Overview of tax rulings by the Swiss Federal Supreme Court published between February 2 and February 8, 2026:
- Judgment of January 13, 2026 (9F_25/2025): Direct federal taxes and state and municipal taxes 2020-2021 (Zurich); Request for review; This (second) request for review is directed against the judgment of the Swiss Federal Supreme Court of September 26, 2025 (see our article of October 26, 2025). The taxpayer's arguments that the Federal Supreme Court inadvertently failed to take into account significant facts contained in the files are (once again) unsuccessful. Rejection of the taxpayer's appeal.
- Judgment of January 19, 2026 (9C_96/2024) – scheduled for publication: Direct Federal Taxes and State and Municipal Taxes 2017 (Bern); In the present case, the issue in dispute was whether compensation received by a former executive employee of a federal office as a result of unlawful termination without notice should be classified as tax-exempt compensation within the meaning of Art. 24 lit. g DBG. The Federal Supreme Court found that, although the dismissal was objectively justified, the right to terminate the employment relationship had been forfeited due to the passage of time and the summary dismissal was therefore unlawful. However, the associated violation of personal rights did not reach the level of severity required for compensation. In the absence of compensation, the compensation paid could not be subsumed under Art. 24 lit. g DBG and was therefore taxable. The taxpayer's appeal was dismissed.

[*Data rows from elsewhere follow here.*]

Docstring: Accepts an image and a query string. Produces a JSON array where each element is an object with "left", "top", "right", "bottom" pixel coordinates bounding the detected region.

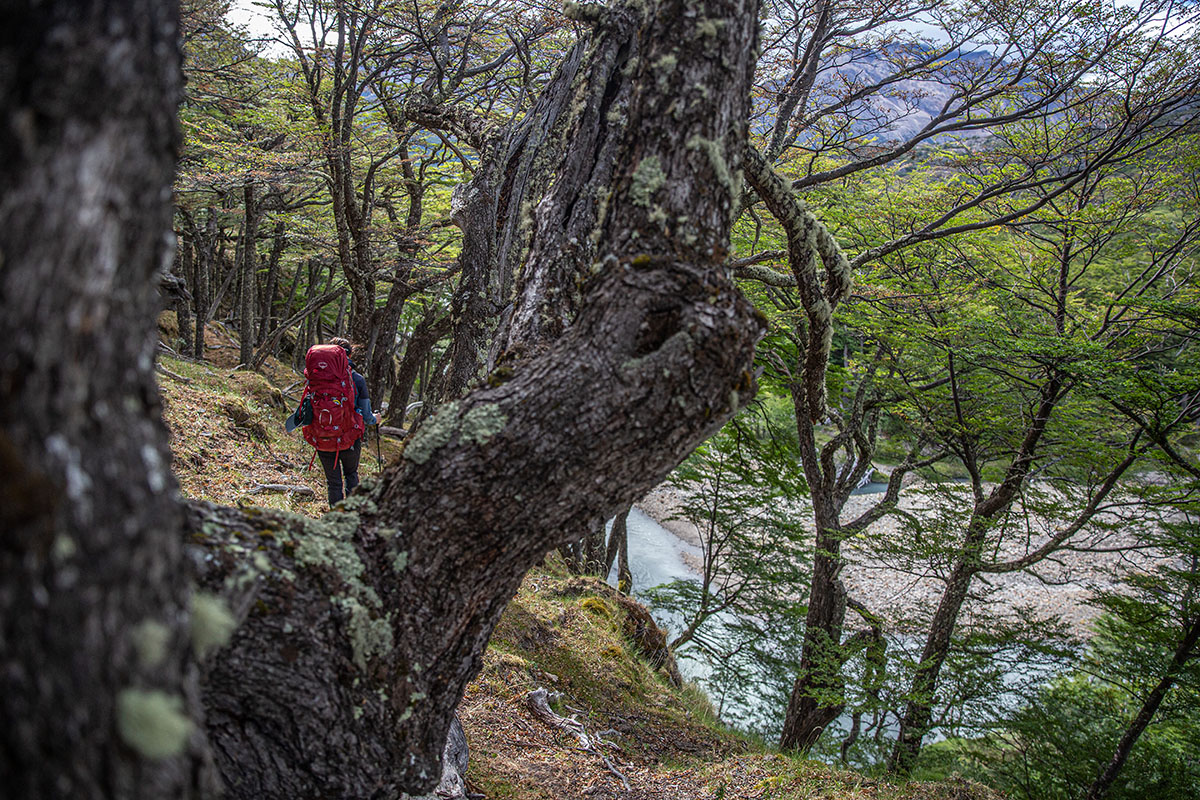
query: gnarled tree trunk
[
  {"left": 0, "top": 0, "right": 214, "bottom": 800},
  {"left": 0, "top": 0, "right": 762, "bottom": 799}
]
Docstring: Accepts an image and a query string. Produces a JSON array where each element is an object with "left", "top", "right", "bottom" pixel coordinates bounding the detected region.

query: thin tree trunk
[
  {"left": 388, "top": 306, "right": 450, "bottom": 428},
  {"left": 175, "top": 235, "right": 196, "bottom": 355},
  {"left": 0, "top": 0, "right": 216, "bottom": 800}
]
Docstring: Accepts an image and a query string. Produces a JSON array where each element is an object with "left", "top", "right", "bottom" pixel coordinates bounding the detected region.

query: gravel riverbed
[{"left": 636, "top": 485, "right": 1153, "bottom": 638}]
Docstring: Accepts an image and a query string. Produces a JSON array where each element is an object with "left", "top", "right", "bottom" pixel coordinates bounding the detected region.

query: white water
[{"left": 608, "top": 506, "right": 1050, "bottom": 741}]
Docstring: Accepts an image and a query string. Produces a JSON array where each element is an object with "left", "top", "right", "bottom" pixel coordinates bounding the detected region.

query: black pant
[{"left": 317, "top": 439, "right": 362, "bottom": 505}]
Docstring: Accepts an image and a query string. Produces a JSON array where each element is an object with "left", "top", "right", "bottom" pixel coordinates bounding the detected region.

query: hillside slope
[{"left": 160, "top": 332, "right": 997, "bottom": 800}]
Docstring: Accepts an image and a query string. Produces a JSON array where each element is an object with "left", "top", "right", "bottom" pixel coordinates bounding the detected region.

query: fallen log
[{"left": 250, "top": 483, "right": 316, "bottom": 498}]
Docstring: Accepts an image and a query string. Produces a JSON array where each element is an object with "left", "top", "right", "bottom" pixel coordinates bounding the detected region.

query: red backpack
[{"left": 300, "top": 344, "right": 366, "bottom": 457}]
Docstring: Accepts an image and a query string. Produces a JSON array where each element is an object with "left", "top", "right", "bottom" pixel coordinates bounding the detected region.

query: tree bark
[
  {"left": 258, "top": 219, "right": 287, "bottom": 342},
  {"left": 0, "top": 0, "right": 214, "bottom": 800},
  {"left": 238, "top": 182, "right": 258, "bottom": 366}
]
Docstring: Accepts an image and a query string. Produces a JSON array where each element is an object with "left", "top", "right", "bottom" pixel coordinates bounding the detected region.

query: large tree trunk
[
  {"left": 238, "top": 182, "right": 258, "bottom": 366},
  {"left": 888, "top": 554, "right": 982, "bottom": 776},
  {"left": 0, "top": 0, "right": 761, "bottom": 800},
  {"left": 1084, "top": 616, "right": 1200, "bottom": 800},
  {"left": 0, "top": 0, "right": 212, "bottom": 800}
]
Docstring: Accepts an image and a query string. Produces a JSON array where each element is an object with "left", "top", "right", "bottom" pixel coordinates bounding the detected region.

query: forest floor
[
  {"left": 636, "top": 481, "right": 1156, "bottom": 639},
  {"left": 158, "top": 318, "right": 1000, "bottom": 800}
]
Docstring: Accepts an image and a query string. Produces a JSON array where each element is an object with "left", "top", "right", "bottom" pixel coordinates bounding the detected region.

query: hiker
[{"left": 287, "top": 337, "right": 378, "bottom": 506}]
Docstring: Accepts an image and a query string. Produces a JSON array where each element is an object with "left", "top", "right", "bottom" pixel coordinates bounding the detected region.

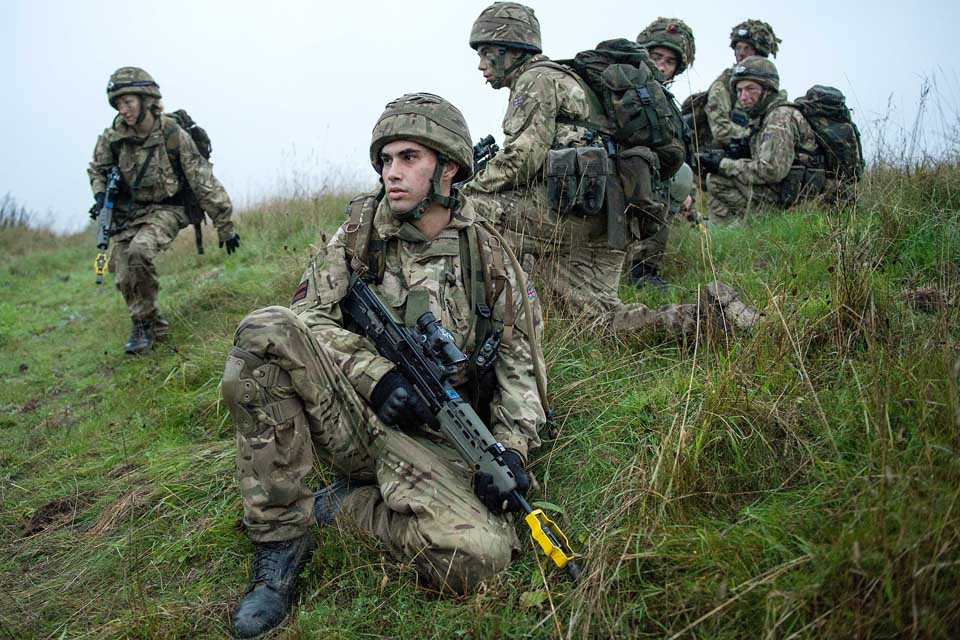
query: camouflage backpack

- Judgment of December 29, 2025 (9C_231/2024): State and municipal taxes 2013-2016 (Ticino); Intercantonal double taxation; The dispute concerned the intercantonal allocation of profits and capital to the Ticino permanent establishment of a company that was involved in the construction of the Gotthard Base Tunnel through its holdings in three consortia. Based on a ruling, the cantonal tax authorities involved (Ticino, Nidwalden, Uri, and Zurich) had accepted an indirect profit allocation based on wage costs. The Ticino cantonal tax administration later claimed that the facts of the case were different and that the method violated Art. 127 para. 3 of the Federal Constitution. Instead, the profits should be allocated according to the length of the railway line built. The Federal Supreme Court rejected this position and confirmed that the profit allocation provided for in the ruling based solely on the total wage bill was in accordance with federal law. It was therefore not necessary to examine the protection of legitimate expectations. The appeal by the taxpayer was upheld.
- Judgment of January 13, 2026 (9C_702/2024): State and municipal taxes 2017–2019 (Zurich); The main issue in this case was the taxpayer's primary tax domicile. The Zurich Cantonal Tax Office argued that the taxpayer had not effectively moved his residence to the canton of Zug for tax purposes and had also violated his obligations to cooperate, which is why it could rightly invoke the natural presumption of continued tax liability in the canton of Zurich. The Federal Supreme Court confirmed this view. In the canton of Zurich, he had a 129 m² apartment, while in the canton of Zug he only had a room with a shower/WC and shared use of the kitchen. The appeal by the Zurich cantonal tax office was upheld.
- Judgment of December 30, 2025 (9C_209/2025): Direct federal tax and state and municipal taxes 2016-2018 (Ticino); Free increases in nominal value are subject to income tax on private assets. Since the criteria for share trading (self-employment) are met in this case, the shareholding in question qualifies as private assets. Dismissal of the taxpayer's appeal.